У Турецкого, как на грех, тут же зачесалось в носу. Ну и ну. Если уж зам генерального прокурора опасается прослушивания в собственном здании… Турецкий вдруг вспомнил, с каким воодушевлением отправлялся полгода назад в Египет Шура Боровик, закадычный друг его хулиганского детства, ныне видный русский археолог. Там, в Египте, в очередном тайнике очередной пирамиды очередная международная экспедиция раскопала какие-то очередные древние дощечки с текстами. Что за тексты – никто понять не мог. Пригласили на симпозиум кучу специалистов из разных стран. Боровика – в том числе. Ученые мужи бились над старинной тайнописью пять месяцев. Шура внес свой посильный вклад. Наконец, тексты перевели, прочитали, а там оказались – одни доносы. Доносы… Третий век до нашей эры! Ничего никогда не меняется.
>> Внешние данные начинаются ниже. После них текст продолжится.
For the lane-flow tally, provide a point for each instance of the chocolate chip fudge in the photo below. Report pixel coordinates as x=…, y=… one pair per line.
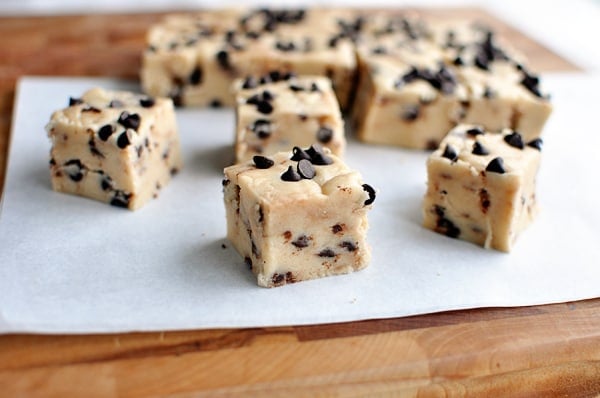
x=417, y=80
x=297, y=215
x=279, y=111
x=195, y=58
x=481, y=186
x=114, y=146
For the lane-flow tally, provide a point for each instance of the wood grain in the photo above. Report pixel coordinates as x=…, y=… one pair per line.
x=551, y=350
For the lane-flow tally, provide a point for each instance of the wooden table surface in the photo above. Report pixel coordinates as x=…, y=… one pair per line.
x=549, y=350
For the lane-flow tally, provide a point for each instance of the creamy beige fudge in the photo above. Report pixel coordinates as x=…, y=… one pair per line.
x=417, y=80
x=481, y=186
x=195, y=58
x=278, y=112
x=297, y=215
x=114, y=146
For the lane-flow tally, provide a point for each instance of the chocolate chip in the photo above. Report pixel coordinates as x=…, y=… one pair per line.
x=291, y=175
x=444, y=225
x=317, y=156
x=475, y=131
x=450, y=153
x=223, y=60
x=121, y=199
x=327, y=253
x=536, y=143
x=123, y=140
x=129, y=120
x=411, y=113
x=484, y=200
x=196, y=76
x=350, y=246
x=262, y=162
x=147, y=102
x=262, y=128
x=369, y=189
x=249, y=83
x=515, y=140
x=116, y=104
x=299, y=154
x=302, y=241
x=75, y=101
x=306, y=169
x=496, y=166
x=479, y=149
x=324, y=134
x=105, y=132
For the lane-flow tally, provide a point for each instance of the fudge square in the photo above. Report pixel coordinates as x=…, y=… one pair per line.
x=298, y=215
x=114, y=146
x=481, y=186
x=194, y=58
x=279, y=111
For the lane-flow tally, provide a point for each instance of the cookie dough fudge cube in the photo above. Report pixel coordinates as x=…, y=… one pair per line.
x=297, y=215
x=481, y=186
x=117, y=147
x=195, y=59
x=277, y=112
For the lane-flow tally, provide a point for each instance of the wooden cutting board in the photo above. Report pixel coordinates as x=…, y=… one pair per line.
x=550, y=350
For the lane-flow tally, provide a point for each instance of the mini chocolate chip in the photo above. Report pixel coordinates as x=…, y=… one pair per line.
x=223, y=60
x=249, y=83
x=196, y=76
x=515, y=140
x=475, y=131
x=350, y=246
x=306, y=169
x=369, y=189
x=317, y=156
x=327, y=253
x=116, y=104
x=536, y=143
x=324, y=134
x=262, y=128
x=123, y=140
x=411, y=113
x=262, y=162
x=450, y=153
x=129, y=120
x=75, y=101
x=302, y=241
x=147, y=102
x=105, y=132
x=479, y=149
x=496, y=166
x=299, y=154
x=291, y=175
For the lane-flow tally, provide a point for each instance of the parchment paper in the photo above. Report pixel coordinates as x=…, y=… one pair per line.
x=73, y=265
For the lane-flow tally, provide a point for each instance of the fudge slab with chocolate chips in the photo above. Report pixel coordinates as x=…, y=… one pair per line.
x=114, y=146
x=276, y=112
x=297, y=215
x=481, y=186
x=195, y=58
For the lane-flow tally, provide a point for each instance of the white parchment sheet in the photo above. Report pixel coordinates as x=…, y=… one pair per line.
x=73, y=265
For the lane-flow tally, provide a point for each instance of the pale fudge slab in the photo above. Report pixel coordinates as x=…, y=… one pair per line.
x=481, y=186
x=195, y=58
x=117, y=147
x=483, y=82
x=276, y=112
x=298, y=215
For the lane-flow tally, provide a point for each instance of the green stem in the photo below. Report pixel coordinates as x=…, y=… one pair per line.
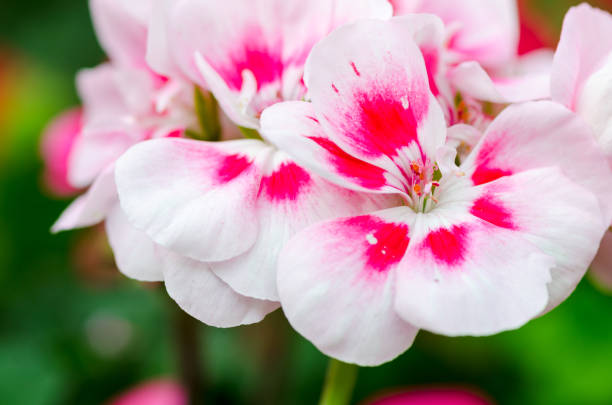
x=339, y=383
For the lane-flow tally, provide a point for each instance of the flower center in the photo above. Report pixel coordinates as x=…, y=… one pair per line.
x=423, y=183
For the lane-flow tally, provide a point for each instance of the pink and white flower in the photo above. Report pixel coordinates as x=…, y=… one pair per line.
x=225, y=209
x=471, y=250
x=480, y=55
x=56, y=144
x=258, y=59
x=126, y=103
x=582, y=81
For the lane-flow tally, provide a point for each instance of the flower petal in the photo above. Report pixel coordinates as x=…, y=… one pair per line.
x=135, y=253
x=465, y=276
x=601, y=269
x=193, y=197
x=93, y=206
x=290, y=198
x=294, y=128
x=555, y=214
x=542, y=134
x=374, y=96
x=336, y=283
x=586, y=42
x=204, y=296
x=486, y=31
x=471, y=79
x=121, y=28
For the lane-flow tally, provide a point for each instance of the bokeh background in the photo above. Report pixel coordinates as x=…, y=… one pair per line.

Турецкий чихнул несколько раз подряд.
– Ты только посмотри! Широкоскулый президент братается с Главным Хохлом, – умилился Меркулов.
«Забавно, что именно президент Казахстана, а не России – истинный лидер „четверки“ или сейчас, скорее, „тройки“… – вещал писклявый человек в студии на канале НТВ. – Парадоксально, но факт: сфера отношений СНГ – единственная, в которой российский Президент начинает соглашаться с левой оппозицией российской же Государственной Думы. Ведь у простых граждан сильны интеграционные настроения. И сейчас не важно, что эта идея утопична…»
– Любопытно, – сквозь зубы пробормотал Меркулов и выключил телевизор. Снял очки в тонкой роговой оправе и задумчиво потер переносицу.
– Страшно подумать, – ухмыльнулся Турецкий, – что движением нашей жизни управляют люди, не имеющие никакого понятия о законах физики… Так я могу считать, что уже получил разрешение на подслушивание Сафронова? – безо всякого перехода от высокой политики ляпнул он.
– Что-то мне подсказывает, что рано или поздно, – Меркулов кивнул на телефонный аппарат, – он зазвонит.
Телефон проснулся и зазвонил. Турецкому стало нехорошо, но трубку брать он не стал.
– Что у тебя нового по Сафронову? – спросил Меркулов.
– Я допросил двоих сотрудников следственного отдела Центрального округа и еще двоих, работавших там прежде. Информации – ноль. Стучать нынче, знаешь ли, никто не желает. Нужно начинать подслушивать разговоры Сафронова, иначе толку не будет.